The OWS movement again appears to fail at targeting the right institutions. This simply represents a protest of envy and nothing else. When are you going to protest against the politicians in Washington versus against corporations.
I'm pretty sure OWS is against corrupt politicians as well, so I'm not quite sure what point you're trying to make.
That the politicians should be the primary focus instead of several random organizations from banks to art dealers.
Expose amounts taken from lobbyist, voting record and attendance in congress / senate etc, bills sponsored which they have personally benefited from. For example the fact that insider trading is not illegal for members in congress and senate, but it is for all other members of society.
The idea cannot be for OWS to be against everything, which is pretty much the message that the general public is currently getting.
I agree with you that if it looks like OWS is against everything then that is a bad thing, though no matter what we do it will be difficult to receive "good press" from the mass media.
Getting the money out of politics is absolutely a part of the many ideas playing into OWS. From what I can see, OWS is about a number of ideas, and so actions will go in different ways, but there is an underlying theme of profit corrupting our society and making it more and more difficult for the regular person to get by and for democratic values to continue.
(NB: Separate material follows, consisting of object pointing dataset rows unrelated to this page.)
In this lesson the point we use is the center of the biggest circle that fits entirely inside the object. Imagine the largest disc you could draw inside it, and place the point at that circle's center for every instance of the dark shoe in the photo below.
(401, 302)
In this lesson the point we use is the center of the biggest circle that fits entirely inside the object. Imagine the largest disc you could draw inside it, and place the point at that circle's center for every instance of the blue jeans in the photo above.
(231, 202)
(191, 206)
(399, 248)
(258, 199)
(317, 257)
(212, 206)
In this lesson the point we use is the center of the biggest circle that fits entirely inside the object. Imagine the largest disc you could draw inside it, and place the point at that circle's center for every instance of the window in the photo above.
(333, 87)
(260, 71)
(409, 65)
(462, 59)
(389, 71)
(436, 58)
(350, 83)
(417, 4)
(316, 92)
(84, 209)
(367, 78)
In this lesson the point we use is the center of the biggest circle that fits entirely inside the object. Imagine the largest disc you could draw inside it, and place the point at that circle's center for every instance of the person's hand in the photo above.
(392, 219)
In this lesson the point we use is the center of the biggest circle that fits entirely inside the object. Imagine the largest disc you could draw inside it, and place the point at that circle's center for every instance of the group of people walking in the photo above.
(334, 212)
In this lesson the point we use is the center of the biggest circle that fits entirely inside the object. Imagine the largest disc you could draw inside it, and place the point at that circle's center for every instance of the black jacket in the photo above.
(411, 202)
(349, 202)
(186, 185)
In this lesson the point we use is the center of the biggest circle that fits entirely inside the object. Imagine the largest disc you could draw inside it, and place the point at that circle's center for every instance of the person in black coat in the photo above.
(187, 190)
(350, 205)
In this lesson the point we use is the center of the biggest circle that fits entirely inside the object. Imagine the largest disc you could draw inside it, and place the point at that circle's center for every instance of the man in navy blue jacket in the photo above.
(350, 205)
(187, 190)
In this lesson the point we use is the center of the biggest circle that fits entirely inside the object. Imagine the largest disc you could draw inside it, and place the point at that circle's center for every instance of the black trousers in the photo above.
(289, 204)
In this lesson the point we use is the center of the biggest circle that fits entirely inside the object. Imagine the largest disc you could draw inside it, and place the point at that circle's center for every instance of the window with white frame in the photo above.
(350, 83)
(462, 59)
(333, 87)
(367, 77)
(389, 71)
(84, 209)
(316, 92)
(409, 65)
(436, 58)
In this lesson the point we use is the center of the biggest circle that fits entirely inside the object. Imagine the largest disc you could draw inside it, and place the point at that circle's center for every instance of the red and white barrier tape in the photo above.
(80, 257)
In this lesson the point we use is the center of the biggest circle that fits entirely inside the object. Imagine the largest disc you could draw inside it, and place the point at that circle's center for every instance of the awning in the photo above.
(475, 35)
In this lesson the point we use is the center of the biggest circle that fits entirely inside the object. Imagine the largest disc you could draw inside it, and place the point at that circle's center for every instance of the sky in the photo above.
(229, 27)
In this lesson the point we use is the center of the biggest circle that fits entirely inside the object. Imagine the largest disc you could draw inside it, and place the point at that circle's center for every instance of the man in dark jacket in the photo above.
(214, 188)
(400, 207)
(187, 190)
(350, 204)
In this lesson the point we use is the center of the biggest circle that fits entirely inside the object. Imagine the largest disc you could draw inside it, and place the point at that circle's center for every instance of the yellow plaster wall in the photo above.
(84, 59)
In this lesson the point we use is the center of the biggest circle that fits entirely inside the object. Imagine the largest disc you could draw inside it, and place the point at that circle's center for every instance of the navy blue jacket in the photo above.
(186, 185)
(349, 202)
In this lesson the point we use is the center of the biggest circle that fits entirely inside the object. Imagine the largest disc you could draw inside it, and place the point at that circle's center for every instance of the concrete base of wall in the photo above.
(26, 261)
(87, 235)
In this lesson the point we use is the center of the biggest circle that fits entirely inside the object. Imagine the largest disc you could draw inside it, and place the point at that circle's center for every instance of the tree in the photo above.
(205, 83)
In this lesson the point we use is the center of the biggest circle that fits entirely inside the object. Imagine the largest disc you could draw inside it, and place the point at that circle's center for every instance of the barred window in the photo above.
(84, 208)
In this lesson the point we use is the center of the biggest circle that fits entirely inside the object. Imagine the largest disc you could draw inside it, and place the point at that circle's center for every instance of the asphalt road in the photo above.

If there weren't paintings that sold for 80 million. or antiques (which are just furniture after all), or "collectibles" which are only valuable because of the wondrous, special people that owned them, then there wouldn't be a Sotheby's and none of the jobs that exist there now, or before. would have ever existed. And if it weren't for the rich people who treasure, appreciate, and can afford to buy those things, then there wouldn't be museums either. Many, if not most of the paintings that you see in public museums were loaned or DONATED by the very people that you are pillorying here! Read the little cards below the paintings, I'm not rich by any standard, but I have a modest collection of art by people that I have known personally that I treasure. I don't have a right to hang it where I like in my apartment? If a piece I owned were to appreciate in value, and I sold it, I wouldn't have the right to enjoy the profit? The 99% don't drive the art market folks. Without the 1% there wouldn't be one, and we could all enjoy our Thomas Kinkade prints.
Great reply. The rich not only donate works to museums, they create them. The Guggenheim, The Metropolitan Opera, The Frick, The Museum of Modern Art (MOMA).